Answer given by Ms Kyriakides on behalf of the European Commission

EudraVigilance is a database collecting suspected side effects reported by the European Economic Area’s (EEA) patients and healthcare professionals, i.e. medical events reported following the use of a medicine in the EEA.

The fact that these events were observed following the use of the medicine does not mean that they were caused by it. They may have been caused by underlying medical conditions of the individual, by other medicines taken in parallel or due to other events entirely.

Scientific studies investigate potential causal links in these temporal associations and most suspected side effects are not eventually confirmed as side effects.

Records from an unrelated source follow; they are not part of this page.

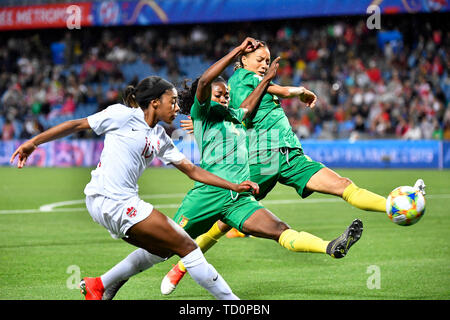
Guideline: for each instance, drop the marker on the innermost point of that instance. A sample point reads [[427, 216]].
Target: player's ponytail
[[186, 96], [148, 89], [239, 64], [129, 97]]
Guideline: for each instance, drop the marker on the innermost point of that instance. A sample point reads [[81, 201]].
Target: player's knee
[[345, 182], [281, 227]]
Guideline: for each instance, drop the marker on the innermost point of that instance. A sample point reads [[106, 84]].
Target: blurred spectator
[[8, 130]]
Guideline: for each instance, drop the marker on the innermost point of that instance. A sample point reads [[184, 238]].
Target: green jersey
[[269, 127], [221, 139]]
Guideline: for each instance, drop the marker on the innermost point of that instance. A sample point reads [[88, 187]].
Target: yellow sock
[[302, 242], [364, 199], [206, 241]]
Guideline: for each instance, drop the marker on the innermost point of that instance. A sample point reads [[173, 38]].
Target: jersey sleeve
[[112, 118], [169, 153], [236, 115], [243, 88], [200, 110]]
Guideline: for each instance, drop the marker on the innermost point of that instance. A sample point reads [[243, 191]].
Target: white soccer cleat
[[420, 185]]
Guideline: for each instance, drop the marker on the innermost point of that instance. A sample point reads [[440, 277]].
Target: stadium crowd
[[366, 88]]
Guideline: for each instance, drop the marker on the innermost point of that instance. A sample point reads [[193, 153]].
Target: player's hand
[[272, 72], [247, 186], [187, 125], [308, 97], [23, 151], [248, 45]]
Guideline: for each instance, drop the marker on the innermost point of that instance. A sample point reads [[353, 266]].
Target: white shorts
[[117, 216]]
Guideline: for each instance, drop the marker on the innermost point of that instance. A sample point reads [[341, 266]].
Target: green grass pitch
[[42, 252]]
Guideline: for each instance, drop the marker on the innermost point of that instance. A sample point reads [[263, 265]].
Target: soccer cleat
[[171, 280], [111, 291], [92, 288], [339, 247], [420, 185], [235, 233]]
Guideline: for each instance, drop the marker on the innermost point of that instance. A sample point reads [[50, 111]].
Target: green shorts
[[204, 205], [290, 167]]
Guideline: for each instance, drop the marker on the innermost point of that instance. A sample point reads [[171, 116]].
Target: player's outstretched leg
[[339, 247], [205, 242]]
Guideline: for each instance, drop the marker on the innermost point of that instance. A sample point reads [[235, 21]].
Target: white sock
[[137, 261], [205, 275]]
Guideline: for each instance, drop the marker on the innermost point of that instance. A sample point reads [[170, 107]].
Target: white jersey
[[130, 146]]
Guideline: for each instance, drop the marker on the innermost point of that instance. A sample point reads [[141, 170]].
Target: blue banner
[[375, 153]]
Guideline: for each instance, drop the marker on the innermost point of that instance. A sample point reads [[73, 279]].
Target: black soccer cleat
[[339, 247]]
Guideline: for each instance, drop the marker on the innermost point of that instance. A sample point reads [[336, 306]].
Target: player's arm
[[198, 174], [204, 83], [253, 100], [61, 130], [304, 94]]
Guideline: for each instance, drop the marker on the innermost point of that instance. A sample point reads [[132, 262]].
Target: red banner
[[68, 15]]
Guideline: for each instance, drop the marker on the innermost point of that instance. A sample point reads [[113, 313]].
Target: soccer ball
[[405, 206]]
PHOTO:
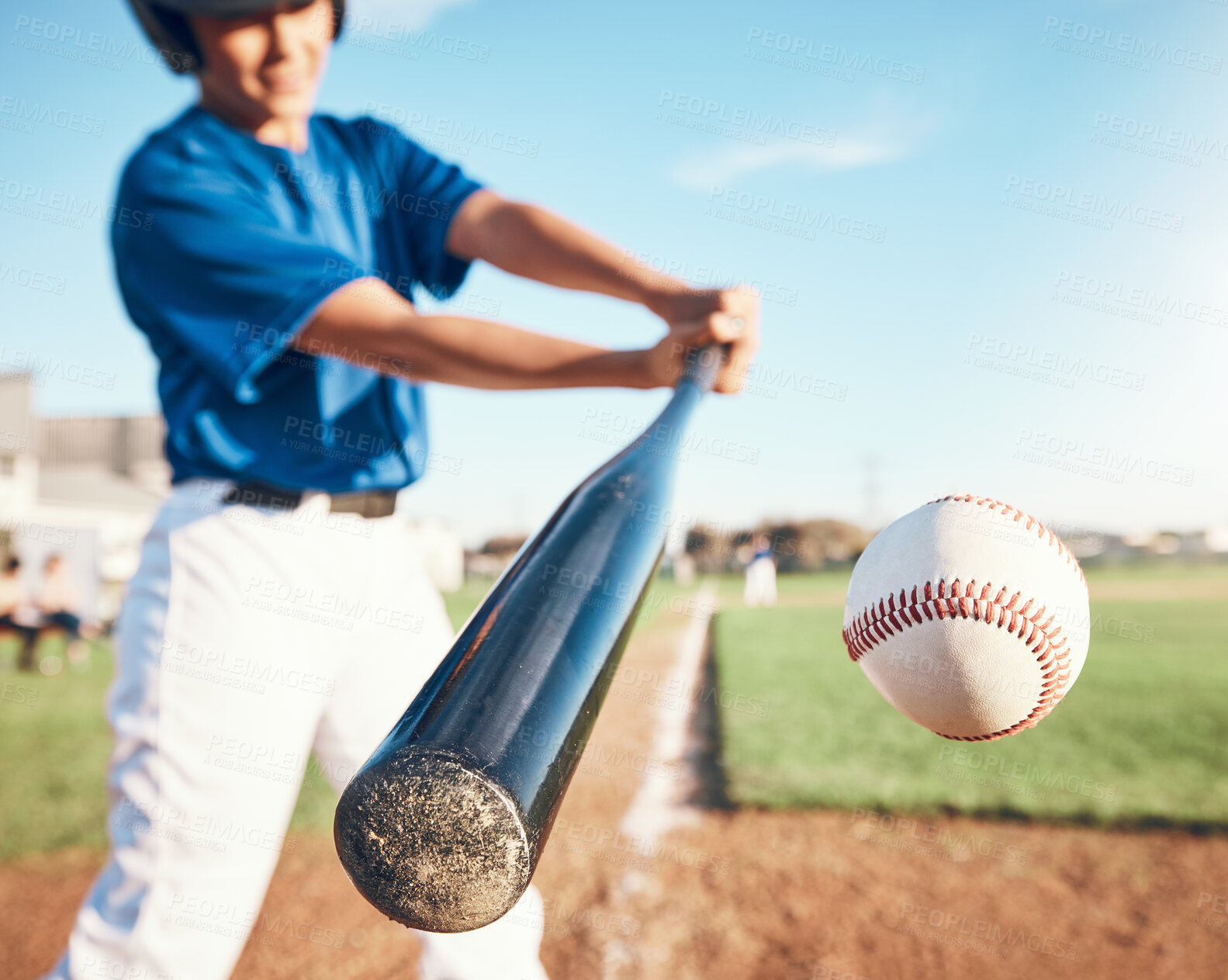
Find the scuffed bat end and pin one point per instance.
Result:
(433, 844)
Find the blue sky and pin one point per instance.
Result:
(990, 237)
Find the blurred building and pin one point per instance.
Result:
(84, 488)
(88, 488)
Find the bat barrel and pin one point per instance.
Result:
(442, 826)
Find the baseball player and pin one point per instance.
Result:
(272, 257)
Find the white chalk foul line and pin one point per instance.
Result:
(659, 805)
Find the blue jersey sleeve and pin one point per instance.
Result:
(212, 273)
(423, 196)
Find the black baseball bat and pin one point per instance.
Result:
(442, 826)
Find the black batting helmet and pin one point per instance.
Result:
(166, 25)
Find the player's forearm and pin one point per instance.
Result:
(535, 244)
(461, 350)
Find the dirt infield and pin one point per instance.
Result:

An unprecedent high number of people has been administered COVID-19 vaccines[1] and the number of reported suspected side effects is consequently much higher than for other medicines.

As of 30 September 2023, EudraVigilance shows 11,977 spontaneous reports of suspected side effects with reported fatal outcome for all authorised COVID-19 vaccines.

Only in very exceptional cases, deaths have been reported to be caused by the vaccine. One example is ‘thrombosis with thrombocytopenia syndrome’ with adenoviral vector COVID-19 vaccines[2] for which warnings and contraindications have been included in the product information to inform healthcare professionals and patients and reduce risk of adverse consequences.

There is no evidence that COVID-19 vaccines are causing excess mortality[3] and no safety signal for increased mortality with any of the authorised COVID-19 vaccines has been identified by EMA to date. In fact, COVID-19 vaccines have saved millions of lives.